David Lescot enchaîne les spectacles à un rythme soutenu. Très (trop) riche, la comédie musicale qu’il crée aujourd’hui à l’Espace Cardin, La Force qui ravage tout, est inspirée par un opéra baroque L’Orontea (1656), du compositeur italien Antonio Cesti, un divertissement ultra-léger où les personnages ne songent qu’à l’amour, seul but et moteur de leur vie. Sur scène, tout commence donc par la scène de L’Orontea, où l’héroïne laisse tomber un amant pour passer à un autre. Comme gagnés par la contagion, en sortant de la représentation, les protagonistes du spectacle se mettent à se comporter de manière de plus en plus étrange, imprévisible, et la demi-douzaine de couples qu’ils forment s’en trouvent complétement déstabilisés. C’est l’amour désormais qui guide leurs comportements, leur mode de vie ou leurs choix professionnels. Il s’ensuit une succession de bouleversements qui vont révolutionner la folle nuit et la journée qui suit la représentation jusqu’à la nuit d’après.
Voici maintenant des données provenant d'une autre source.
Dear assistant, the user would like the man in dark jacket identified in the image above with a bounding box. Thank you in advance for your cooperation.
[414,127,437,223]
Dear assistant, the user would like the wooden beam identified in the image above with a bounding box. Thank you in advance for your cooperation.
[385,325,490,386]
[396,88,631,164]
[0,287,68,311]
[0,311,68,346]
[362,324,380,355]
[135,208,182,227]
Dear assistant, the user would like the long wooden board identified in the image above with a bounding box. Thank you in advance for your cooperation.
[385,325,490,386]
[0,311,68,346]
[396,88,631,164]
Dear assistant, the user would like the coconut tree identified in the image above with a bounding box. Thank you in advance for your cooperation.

La construction est chorale et on suit les personnages qui échangent d’abord des propos divergents sur le spectacle qu’ils viennent de voir, puis au restaurant où ils se rendent tous par couple, puis à l’hôtel. A charge pour la musique de traduire la dimension émotionnelle de l’expérience surnaturelle vécue qui entre en conflit avec tout esprit de sérieux et envoie balader l’argent, la politique, tous les engagements pris. Installée derrière un rideau de tulle qui crée un double espace dans le fond de scène, la petite formation musicale qui accompagne les comédiens/chanteurs se compose de quatre instrumentistes qui naviguent entre les styles, capables de jouer du baroque comme de l’électro. On part d’un traitement original de la musique baroque, où se mêlent instruments classiques et électroniques, et l’on évolue vers la pop, le jazz, la soul et le spoken Word (texte parlé sur du rythme ou de la Musique).
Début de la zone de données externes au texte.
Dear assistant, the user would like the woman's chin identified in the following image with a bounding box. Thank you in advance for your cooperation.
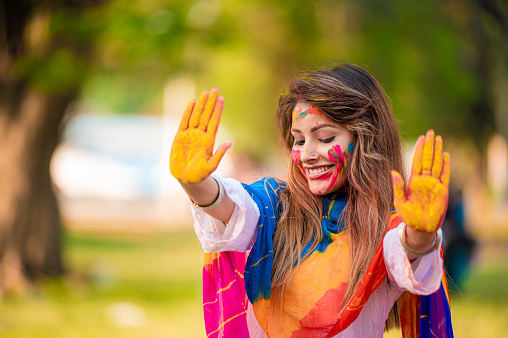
[309,179,345,195]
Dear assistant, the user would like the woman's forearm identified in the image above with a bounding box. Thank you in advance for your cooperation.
[180,176,235,224]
L’étrangeté de l’expérience vécue

David Lescot mobilise quasiment la même distribution et la même équipe artistique que pour sa création précédente, Une femme se déplace, qui s’était taillée un beau succès en 2019 mais dont les reprises avaient souffert des confinements successifs. A commencer par le chef de la petite formation, Anthony Capelli, qui a aussi conçu les effets électroniques traduisant l’étrangeté de l’expérience vécue. Et comme pour Une Femme se déplace, c’est la chorégraphe Glyslein Lefever qui a conçu les courtes séquences de danse et dirige les nombreux mouvements scéniques.

Parmi les interprètes, on retrouve avec plaisir Ludmilla Dabo pour qui David Lescot avait créé Portrait de Ludmilla en Nina Simone (2019) et qui avait obtenu le prix du Syndicat de la critique de la comédienne de l’année en 2020 pour Une Femme se déplace. Aussi bonne chanteuse que comédienne, on regrette juste que ses interventions soient rares, l’action étant trop dispersée entre les autres protagonistes de l’histoire.
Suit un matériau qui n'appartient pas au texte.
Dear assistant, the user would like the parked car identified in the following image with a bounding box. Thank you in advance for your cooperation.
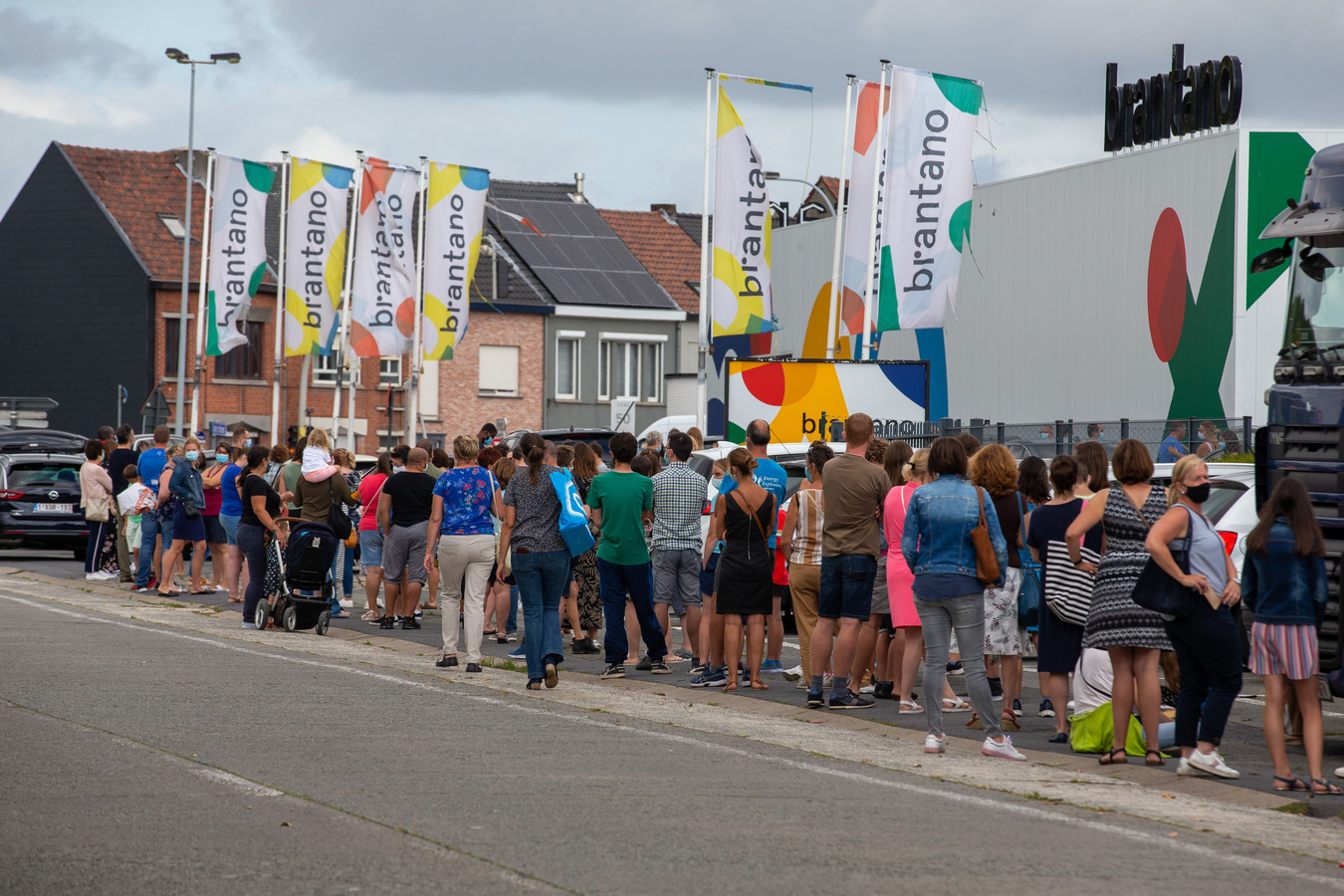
[0,451,89,560]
Quelques trouvailles scéniques assez drôles (les personnages changent à toute vitesse dans le même lit conjugal) émaillent le spectacle, mais on peine à suivre toutes les péripéties causées par ce vent de folie. D’autant plus qu’aux tribulations présentes viennent se rajouter des histoires ressurgies du passé. L’ensemble de la troupe ne manque pas d’énergie mais les rôles aussi improbables que députée européenne ou qu’homme d’affaires sont plus ou moins convaincants. Cela crée des ruptures de rythme et des longueurs dans un spectacle qui mériterait d’être resserré.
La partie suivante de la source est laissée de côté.